Meet Francine Davis:" Nursing is a rewarding field"
Davis is an infusion nurse at Stroger Hospital. The Chicago native has worked as a nurse for nine years.
Day-to-day, Davis works with chemo infusion therapy.
"Nursing is a rewarding field and if you care for people, this would be a field that you should invest in," She said.
Meet Zach Mosher: "Proud to be a nurse"
"Since I was little, I've always wanted to help people and as I grew older I realized that I wanted to get into something that had to do with healthcare, science," Mosher said. "That always interested me."
Mosher, from Sandwich, Illinois, is a nurse at Rush Copley Medical Center. He's worked as a nurse for a year and a half.
"Ultimately it all comes down to teamwork. I've been very blessed to be in this profession," He said. When somebody is down, everybody rallies behind them to help pick them up and it really makes me proud to be a nurse."
Meet Riane McClellan: "I wanted to impact and touch the lives"
McClellan is a a nurse clinician at Ruth M. Rothstein Core Center.
"Just seeing the patients happy and meeting their goals and meeting their compliance and caring for the individual, the family, the community and also from the love and support that I get from my family and coworkers," McClellan said.
She said said she finds it rewarding to met the needs of the patients.
"I became a nurse because I wanted to impact and touch the lives of people in a special way," McClellan said.
Meet Sharon Hollivay-Wheeler: "It feeds my spirit."
Hollivay-Wheeler is a nurse clinician in critical care at Stroger Hospital.
"I love most about this job is being able to take care of my patients," She said. "I love giving that. It's passionate for me. It feeds my spirit."
She said her education and knowledge has allowed her to be an advocate for her patients during tough times, like COVID. "I know I can provide this care," She said.
Meet Sonia Holliday: "I love taking care of people"
For over 20 years, Holliday has worked as a nurse.
She currently works at Rush Copley Hospital and is originally from Louisiana.

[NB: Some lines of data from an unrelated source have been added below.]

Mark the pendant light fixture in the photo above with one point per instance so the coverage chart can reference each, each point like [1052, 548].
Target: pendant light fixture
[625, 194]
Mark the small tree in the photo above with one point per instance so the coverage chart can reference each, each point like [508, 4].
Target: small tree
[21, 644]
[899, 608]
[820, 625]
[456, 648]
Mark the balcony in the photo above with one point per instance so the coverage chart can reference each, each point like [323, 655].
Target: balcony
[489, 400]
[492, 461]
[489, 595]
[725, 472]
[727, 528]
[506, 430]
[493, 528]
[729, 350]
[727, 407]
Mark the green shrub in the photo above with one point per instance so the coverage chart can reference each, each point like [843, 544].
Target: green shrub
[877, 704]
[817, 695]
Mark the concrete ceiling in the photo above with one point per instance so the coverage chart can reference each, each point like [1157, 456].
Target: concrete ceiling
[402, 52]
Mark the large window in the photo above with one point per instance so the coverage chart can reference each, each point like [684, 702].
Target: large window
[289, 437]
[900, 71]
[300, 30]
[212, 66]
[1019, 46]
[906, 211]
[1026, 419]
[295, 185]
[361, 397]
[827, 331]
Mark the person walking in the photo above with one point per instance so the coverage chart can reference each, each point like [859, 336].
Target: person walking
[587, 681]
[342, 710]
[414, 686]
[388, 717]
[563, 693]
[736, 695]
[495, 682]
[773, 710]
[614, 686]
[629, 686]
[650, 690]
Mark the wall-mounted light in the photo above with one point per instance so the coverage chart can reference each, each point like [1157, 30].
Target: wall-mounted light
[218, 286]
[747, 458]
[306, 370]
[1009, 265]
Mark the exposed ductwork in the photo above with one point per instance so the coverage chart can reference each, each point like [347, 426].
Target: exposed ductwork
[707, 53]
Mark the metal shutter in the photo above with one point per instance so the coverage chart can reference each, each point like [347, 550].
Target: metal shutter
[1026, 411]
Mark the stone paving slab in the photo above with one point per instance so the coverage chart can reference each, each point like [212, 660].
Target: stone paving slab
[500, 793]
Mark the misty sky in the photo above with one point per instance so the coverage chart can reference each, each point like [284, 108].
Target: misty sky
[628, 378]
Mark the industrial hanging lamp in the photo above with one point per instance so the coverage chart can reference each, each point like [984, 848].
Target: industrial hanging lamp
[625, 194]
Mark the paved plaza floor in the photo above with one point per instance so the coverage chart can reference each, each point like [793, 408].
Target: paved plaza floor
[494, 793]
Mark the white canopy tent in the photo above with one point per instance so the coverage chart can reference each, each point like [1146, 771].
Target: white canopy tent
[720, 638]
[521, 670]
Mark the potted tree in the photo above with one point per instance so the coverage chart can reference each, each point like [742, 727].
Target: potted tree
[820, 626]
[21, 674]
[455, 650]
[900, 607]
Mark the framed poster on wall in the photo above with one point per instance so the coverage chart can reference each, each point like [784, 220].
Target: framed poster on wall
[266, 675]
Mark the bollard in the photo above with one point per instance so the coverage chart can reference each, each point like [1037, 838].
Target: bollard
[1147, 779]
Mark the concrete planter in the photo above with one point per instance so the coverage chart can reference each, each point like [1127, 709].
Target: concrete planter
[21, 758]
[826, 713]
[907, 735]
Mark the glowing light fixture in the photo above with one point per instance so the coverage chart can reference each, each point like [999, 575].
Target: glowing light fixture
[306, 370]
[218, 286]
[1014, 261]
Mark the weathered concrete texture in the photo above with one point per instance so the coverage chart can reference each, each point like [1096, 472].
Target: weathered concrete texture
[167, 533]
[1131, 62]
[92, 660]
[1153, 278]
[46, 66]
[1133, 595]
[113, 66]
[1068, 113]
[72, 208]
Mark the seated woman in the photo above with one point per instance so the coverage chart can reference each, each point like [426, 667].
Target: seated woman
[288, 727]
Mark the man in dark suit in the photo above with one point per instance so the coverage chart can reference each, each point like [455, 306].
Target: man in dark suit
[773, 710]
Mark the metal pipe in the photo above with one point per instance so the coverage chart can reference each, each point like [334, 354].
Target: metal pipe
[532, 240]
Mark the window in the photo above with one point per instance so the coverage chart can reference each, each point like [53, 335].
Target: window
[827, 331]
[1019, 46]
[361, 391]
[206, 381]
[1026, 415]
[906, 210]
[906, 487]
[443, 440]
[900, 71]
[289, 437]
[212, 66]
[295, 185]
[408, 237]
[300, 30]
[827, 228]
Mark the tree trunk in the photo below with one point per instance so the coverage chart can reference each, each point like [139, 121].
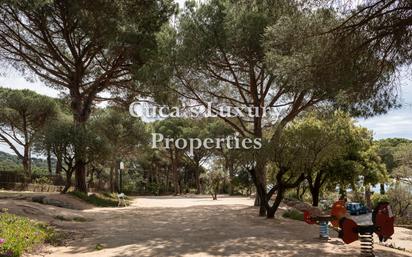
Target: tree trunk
[111, 179]
[116, 178]
[382, 188]
[259, 178]
[315, 187]
[272, 210]
[197, 178]
[81, 109]
[69, 174]
[315, 196]
[175, 173]
[231, 175]
[59, 165]
[80, 176]
[27, 163]
[368, 196]
[49, 162]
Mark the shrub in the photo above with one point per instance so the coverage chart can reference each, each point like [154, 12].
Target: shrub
[19, 234]
[96, 200]
[376, 198]
[293, 214]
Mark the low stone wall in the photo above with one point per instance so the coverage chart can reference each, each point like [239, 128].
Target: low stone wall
[30, 187]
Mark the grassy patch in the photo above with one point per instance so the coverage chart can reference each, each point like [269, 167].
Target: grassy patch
[96, 199]
[20, 234]
[293, 214]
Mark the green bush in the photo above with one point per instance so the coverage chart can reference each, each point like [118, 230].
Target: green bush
[376, 198]
[96, 199]
[293, 214]
[21, 234]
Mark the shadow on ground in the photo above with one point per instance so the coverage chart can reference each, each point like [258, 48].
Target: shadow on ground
[203, 230]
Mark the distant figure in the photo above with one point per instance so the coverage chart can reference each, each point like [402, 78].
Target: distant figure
[338, 211]
[122, 200]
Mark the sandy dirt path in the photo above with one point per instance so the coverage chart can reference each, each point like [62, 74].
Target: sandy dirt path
[197, 226]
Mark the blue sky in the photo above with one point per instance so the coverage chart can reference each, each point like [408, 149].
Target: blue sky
[396, 123]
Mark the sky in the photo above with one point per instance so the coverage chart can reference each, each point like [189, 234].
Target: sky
[396, 123]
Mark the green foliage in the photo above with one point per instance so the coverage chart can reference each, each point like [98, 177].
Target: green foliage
[153, 188]
[403, 160]
[213, 180]
[96, 199]
[293, 214]
[21, 234]
[376, 198]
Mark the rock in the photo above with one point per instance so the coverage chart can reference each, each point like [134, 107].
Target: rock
[57, 203]
[49, 201]
[38, 198]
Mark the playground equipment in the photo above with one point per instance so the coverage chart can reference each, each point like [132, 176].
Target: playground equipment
[349, 231]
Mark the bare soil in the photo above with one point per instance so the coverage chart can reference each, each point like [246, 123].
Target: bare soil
[188, 226]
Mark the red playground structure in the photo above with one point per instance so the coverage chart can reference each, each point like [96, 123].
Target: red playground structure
[382, 225]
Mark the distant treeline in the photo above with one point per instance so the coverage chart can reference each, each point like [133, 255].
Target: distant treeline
[9, 162]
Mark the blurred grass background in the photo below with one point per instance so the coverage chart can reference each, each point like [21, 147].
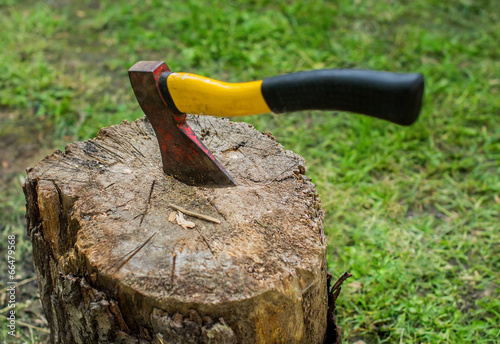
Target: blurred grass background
[413, 213]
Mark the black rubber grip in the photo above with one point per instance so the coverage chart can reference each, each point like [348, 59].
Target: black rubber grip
[394, 97]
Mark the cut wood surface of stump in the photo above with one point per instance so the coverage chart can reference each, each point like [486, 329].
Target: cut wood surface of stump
[113, 268]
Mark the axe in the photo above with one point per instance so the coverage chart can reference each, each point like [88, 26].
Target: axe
[166, 97]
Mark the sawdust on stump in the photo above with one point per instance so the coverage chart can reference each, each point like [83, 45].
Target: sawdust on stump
[113, 268]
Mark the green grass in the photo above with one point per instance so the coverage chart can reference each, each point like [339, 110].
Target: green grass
[413, 213]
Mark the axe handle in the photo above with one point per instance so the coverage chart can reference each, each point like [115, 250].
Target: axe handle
[393, 97]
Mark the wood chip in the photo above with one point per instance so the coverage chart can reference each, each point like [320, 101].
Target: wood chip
[172, 217]
[192, 213]
[183, 222]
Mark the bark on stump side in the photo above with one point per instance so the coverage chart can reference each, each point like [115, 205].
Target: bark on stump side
[113, 269]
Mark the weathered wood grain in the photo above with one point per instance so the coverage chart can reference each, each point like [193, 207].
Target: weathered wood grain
[113, 269]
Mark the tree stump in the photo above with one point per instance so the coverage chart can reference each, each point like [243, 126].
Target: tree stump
[114, 268]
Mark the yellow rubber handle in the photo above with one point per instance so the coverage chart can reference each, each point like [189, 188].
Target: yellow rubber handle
[200, 95]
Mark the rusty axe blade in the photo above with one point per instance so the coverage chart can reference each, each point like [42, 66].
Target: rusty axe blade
[184, 156]
[166, 97]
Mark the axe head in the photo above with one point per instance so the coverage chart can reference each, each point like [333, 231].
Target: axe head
[184, 156]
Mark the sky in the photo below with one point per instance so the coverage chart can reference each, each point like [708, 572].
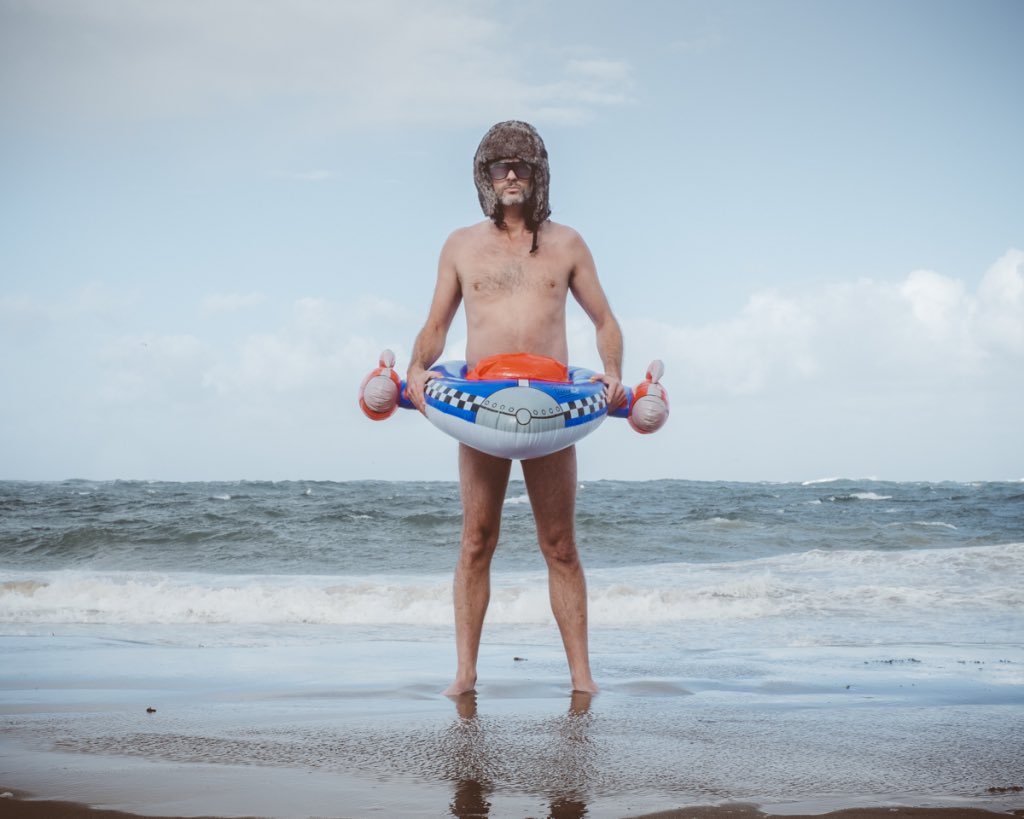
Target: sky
[214, 216]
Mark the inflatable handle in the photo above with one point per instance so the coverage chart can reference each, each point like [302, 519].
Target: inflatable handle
[649, 402]
[380, 391]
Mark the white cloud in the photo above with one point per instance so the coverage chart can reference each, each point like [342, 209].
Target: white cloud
[915, 334]
[329, 65]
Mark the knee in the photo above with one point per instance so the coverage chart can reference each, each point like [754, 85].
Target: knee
[478, 544]
[560, 551]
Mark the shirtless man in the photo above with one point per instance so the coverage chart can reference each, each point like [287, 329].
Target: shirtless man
[513, 271]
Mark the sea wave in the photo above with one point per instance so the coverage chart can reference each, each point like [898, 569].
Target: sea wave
[862, 585]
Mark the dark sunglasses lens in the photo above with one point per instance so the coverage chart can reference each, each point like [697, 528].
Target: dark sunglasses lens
[523, 170]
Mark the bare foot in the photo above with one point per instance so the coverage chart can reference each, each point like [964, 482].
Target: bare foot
[585, 686]
[460, 687]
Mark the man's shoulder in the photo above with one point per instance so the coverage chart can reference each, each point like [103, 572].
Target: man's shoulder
[561, 234]
[469, 233]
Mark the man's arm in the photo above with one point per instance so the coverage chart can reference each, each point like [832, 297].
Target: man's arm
[430, 341]
[588, 292]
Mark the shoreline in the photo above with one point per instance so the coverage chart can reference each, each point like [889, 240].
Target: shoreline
[851, 732]
[22, 805]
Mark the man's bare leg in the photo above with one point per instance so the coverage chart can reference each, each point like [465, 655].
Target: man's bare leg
[551, 482]
[483, 479]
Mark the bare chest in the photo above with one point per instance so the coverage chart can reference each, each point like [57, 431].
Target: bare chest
[509, 275]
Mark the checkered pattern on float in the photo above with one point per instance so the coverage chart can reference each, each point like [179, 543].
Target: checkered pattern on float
[583, 406]
[457, 398]
[460, 399]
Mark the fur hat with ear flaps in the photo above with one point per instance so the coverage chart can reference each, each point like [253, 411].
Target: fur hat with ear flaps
[513, 139]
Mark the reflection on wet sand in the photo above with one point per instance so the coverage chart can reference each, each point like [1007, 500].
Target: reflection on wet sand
[563, 747]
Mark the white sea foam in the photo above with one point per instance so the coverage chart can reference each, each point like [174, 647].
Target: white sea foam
[923, 589]
[817, 481]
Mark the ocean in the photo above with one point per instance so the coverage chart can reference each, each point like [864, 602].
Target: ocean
[731, 595]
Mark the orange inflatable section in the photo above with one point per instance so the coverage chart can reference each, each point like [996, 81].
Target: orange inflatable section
[517, 365]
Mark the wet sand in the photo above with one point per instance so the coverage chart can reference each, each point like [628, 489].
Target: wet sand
[267, 732]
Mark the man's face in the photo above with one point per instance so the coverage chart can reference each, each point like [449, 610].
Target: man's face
[512, 187]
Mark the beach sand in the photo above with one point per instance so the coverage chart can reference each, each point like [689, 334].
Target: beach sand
[270, 732]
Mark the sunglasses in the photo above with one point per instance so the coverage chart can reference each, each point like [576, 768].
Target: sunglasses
[499, 170]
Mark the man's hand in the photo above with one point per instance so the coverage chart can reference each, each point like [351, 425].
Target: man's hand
[614, 392]
[416, 382]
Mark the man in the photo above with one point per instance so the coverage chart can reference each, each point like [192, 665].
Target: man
[513, 271]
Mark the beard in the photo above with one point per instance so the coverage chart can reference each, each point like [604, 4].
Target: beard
[520, 198]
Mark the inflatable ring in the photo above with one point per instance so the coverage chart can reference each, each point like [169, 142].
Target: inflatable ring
[515, 405]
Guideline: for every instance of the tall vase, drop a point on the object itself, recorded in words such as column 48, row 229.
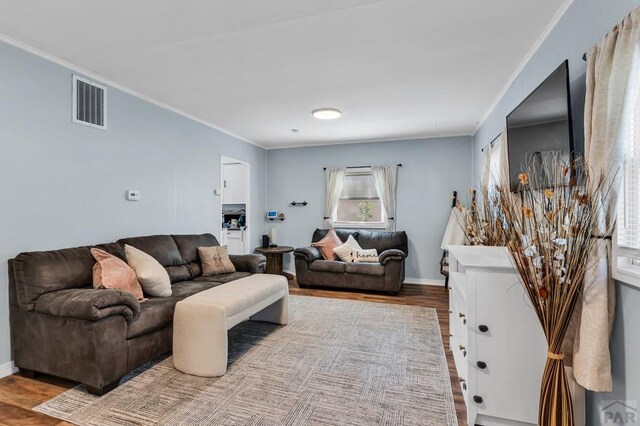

"When i was younger, my grandfather had a stroke," She said. "When he was in the hospital, I saw how well the nurses took care of him so that sparked something in me to want to take care of others."
She said during the pandemic, it was hard when family members were not allowed in the hospital.
"Being a nurse for me, I love taking care of people, I love helping everyone, I love working with all the many nurses here. We're so compassionate about our jobs," Holliday said.
Meet Rhona Fagust: "An awesome privilege"
ER nurse Fagust works at Edward Hospital. She's been a nurse for 24 years.
"I got into nursing because I've always had a passion for anything science or medial related and I've always enjoyed taking care of other people," She said.
She said the ER has very strong camaraderie.
"Patient nurse friendship is very unique in that we take care of them in their most vulnerable moments and the fact that I can come in and be a stranger and that they entrust me to care for them is an awesome privilege," Fagust said.